Stattgegebener Eilantrag steht zeitnaher Abschiebung regelmäßig entgegen

Der Anwen­dungs­bereich des § 37 Abs. 1 AsylG kann auch nicht seinem Zweck nach (teleologisch) begrenzt werden, weil weder die ausdrückliche Einbeziehung von Unzuläs­sig­keits­ent­schei­dungen nach § 29 Abs. 1 Nr. 2 AsylG noch der Umstand, dass sich die Rechtswirkungen des § 37 Abs. 1 AsylG unabhängig von den Gründen, aus denen das Verwal­tungs­gericht einem Antrag nach § 80 Abs. 5 VwGO stattgegeben hat, stets auch auf die Unzuläs­sig­keits­ent­scheidung erstrecken, der inneren Teleologie (Zielsetzung) der Regelung widersprechen. Die Regelungen der §§ 35 ff. AsylG dienen der beschleunigten Aufent­halts­be­en­digung bei anderweitiger Verfol­gungs­si­cherheit. Gibt das Verwal­tungs­gericht einem Eilantrag wegen ernstlicher Zweifel statt, steht dies einer zeitnahen Abschiebung regelmäßig entgegen. In diesem Fall soll nicht der Ausgang des gerichtlichen Haupt­sa­che­ver­fahrens abgewartet werden, sondern ist das Bundesamt nach § 37 Abs. 1 Satz 2 AsylG zur Fortführung des Asylverfahrens verpflichtet. Dabei muss sich das Bundesamt mit den vom Verwal­tungs­gericht im Eilverfahren geäußerten ernstlichen Zweifeln ausein­an­der­setzen, ist aber an dessen Bewertung nicht gebunden. Liegen die Voraussetzungen des § 29 Abs. 1 Nr. 2 AsylG weiterhin vor, ist erneut eine Unzuläs­sig­keits­ent­scheidung zu treffen.

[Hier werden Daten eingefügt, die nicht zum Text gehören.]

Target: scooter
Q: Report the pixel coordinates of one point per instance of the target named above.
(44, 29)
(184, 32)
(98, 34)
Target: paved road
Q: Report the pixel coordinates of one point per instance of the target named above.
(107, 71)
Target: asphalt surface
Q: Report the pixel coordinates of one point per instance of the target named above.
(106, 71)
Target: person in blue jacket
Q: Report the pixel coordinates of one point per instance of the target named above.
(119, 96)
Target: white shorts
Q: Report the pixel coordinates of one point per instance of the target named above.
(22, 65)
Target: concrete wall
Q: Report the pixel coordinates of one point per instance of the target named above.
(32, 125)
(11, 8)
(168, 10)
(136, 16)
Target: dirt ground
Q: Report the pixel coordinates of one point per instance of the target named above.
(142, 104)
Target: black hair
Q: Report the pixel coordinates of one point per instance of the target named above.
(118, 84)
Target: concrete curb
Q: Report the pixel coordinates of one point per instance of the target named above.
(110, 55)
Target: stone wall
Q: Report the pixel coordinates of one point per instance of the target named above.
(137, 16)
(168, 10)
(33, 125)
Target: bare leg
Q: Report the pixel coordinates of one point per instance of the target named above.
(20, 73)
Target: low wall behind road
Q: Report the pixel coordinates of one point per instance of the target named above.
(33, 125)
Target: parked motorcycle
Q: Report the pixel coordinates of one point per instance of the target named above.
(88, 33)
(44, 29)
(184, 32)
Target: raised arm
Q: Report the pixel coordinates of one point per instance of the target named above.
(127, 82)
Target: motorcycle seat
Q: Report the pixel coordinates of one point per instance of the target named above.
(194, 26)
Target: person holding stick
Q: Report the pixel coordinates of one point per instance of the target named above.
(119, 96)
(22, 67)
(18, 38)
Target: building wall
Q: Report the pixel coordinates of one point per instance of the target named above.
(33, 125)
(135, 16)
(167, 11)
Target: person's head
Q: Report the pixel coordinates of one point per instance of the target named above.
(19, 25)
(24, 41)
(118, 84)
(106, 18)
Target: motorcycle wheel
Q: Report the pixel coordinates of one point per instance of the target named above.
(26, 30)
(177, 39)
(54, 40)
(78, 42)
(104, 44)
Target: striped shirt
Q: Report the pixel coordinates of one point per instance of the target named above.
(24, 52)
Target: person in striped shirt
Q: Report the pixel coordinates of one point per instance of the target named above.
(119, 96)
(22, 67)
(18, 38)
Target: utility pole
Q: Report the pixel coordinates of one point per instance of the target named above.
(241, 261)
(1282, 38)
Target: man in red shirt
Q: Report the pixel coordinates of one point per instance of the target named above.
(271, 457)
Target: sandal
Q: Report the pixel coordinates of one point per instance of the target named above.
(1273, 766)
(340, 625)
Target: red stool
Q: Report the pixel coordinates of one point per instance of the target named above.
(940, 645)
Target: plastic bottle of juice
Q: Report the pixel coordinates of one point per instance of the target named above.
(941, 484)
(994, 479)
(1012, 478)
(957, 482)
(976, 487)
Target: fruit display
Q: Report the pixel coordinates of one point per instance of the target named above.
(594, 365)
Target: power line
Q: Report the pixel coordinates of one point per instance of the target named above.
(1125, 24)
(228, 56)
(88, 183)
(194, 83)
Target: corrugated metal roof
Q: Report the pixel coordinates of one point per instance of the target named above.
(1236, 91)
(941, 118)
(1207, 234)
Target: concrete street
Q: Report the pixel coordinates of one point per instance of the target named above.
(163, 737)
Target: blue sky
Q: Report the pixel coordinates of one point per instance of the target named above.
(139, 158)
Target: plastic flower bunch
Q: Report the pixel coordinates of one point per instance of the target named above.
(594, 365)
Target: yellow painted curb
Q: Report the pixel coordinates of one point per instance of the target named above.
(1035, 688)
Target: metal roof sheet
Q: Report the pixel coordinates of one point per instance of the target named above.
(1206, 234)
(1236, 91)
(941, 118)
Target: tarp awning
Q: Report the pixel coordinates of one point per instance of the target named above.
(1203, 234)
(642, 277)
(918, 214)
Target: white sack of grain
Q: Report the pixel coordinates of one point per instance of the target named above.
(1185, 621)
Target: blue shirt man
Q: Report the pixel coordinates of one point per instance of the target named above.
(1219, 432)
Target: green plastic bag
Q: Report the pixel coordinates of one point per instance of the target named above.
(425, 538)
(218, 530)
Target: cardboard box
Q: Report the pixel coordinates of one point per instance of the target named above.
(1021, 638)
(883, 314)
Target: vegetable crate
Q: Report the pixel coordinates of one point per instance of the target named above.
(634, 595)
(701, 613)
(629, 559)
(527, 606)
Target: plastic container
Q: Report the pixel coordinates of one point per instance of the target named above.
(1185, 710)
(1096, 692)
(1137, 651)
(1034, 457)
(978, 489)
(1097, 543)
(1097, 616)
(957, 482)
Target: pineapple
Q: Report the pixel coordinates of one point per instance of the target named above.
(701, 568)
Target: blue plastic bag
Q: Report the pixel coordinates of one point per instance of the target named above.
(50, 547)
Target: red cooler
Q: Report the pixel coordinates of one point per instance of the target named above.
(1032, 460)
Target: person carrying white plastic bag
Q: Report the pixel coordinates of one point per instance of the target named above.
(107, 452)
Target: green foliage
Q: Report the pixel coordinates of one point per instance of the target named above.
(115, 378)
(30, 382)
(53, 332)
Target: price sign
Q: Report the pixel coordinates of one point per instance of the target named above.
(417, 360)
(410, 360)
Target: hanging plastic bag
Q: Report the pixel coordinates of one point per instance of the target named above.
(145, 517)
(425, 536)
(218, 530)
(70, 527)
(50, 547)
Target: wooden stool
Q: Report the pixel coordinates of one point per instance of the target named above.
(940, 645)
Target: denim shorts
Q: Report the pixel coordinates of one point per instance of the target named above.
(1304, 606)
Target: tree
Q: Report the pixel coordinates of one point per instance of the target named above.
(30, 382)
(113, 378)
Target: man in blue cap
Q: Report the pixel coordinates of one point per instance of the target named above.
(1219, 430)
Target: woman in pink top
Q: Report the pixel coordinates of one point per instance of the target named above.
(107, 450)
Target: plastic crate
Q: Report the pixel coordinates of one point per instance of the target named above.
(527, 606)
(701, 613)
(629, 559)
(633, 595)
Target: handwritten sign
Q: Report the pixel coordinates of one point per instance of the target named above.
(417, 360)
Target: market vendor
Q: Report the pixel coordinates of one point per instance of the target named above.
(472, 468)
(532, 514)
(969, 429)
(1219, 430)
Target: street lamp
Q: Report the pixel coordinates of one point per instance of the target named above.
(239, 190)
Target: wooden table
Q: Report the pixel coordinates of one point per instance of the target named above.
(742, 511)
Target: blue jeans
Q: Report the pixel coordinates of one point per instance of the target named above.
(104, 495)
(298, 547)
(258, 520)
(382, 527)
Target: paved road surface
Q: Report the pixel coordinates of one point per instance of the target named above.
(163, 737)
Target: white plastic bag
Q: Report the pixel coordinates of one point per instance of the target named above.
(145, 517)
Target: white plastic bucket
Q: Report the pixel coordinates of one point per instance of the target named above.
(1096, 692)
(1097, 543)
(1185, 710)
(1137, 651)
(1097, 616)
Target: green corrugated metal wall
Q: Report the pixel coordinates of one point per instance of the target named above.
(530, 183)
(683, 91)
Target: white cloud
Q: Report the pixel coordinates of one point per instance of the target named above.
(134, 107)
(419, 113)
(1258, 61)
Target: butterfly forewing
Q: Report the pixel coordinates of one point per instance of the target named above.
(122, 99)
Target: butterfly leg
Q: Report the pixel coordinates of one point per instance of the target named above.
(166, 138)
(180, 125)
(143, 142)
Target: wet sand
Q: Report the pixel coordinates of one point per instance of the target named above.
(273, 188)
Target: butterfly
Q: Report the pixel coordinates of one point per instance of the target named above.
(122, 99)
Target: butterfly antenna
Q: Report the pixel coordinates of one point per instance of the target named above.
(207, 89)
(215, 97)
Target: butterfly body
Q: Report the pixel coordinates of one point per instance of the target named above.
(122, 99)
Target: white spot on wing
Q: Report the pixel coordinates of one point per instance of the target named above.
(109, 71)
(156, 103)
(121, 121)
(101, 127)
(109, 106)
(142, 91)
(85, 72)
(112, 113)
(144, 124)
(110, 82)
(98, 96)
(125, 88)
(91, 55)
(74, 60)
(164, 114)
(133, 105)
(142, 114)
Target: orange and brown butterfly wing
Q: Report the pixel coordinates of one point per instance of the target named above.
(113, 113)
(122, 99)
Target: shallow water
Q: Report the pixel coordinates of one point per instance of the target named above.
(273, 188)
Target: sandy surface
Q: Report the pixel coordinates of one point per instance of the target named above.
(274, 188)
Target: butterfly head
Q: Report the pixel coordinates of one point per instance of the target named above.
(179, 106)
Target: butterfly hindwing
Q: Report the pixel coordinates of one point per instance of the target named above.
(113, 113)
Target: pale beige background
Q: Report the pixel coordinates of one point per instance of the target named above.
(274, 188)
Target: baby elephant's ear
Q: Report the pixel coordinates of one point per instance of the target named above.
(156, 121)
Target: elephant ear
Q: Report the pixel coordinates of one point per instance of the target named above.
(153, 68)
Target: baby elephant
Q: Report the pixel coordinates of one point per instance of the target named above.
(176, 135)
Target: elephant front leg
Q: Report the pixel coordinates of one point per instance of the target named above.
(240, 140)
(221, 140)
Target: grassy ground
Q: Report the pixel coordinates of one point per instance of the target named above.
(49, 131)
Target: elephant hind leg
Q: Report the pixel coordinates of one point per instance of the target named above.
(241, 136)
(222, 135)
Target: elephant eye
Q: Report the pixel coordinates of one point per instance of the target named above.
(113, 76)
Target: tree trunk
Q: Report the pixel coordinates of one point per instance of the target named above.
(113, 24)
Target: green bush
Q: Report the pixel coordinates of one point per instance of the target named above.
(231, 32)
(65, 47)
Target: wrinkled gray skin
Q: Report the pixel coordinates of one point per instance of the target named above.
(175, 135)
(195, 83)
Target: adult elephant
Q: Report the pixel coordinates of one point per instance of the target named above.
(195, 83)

Vermeidung einer "Endlosschleife" im Verfahren

Die Entschei­dungs­in­strumente, die das Asylgesetz zur Verfügung stellt, ermöglichen dem Bundesamt für diese Konstellation, eine "Endlosschleife" im Verfahren zu vermeiden. So kann es eine rechts­grund­sätzliche Klärung in einem gerichtlichen Haupt­sa­che­ver­fahren dadurch herbeiführen, dass es entweder ausnahmsweise vom Erlass einer Abschie­bung­s­an­drohung nach § 34 Abs. 2 AsylG bis zu einer endgültigen gerichtlichen Überprüfung seiner erneuten Unzuläs­sig­keits­ent­scheidung in einem Haupt­sa­che­ver­fahren absieht oder eine Abschie­bung­s­an­drohung erlässt, deren Vollzug aber bis zu einer rechts­grund­sätz­lichen Klärung nach § 80 Abs. 4 VwGO aussetzt. Objektiv nicht im Einklang mit dem Asylgesetz steht indes die Praxis des Bundesamtes, bei einer auf § 29 Abs. 1 Nr. 2 AsylG gestützten Unzuläs­sig­keits­ent­scheidung unter Rückgriff auf § 38 Abs. 1 AsylG die Abschie­bung­s­an­drohung mit einer bei Klageerhebung erst nach Unanfecht­barkeit laufenden 30-tägigen Ausreisefrist zu verbinden.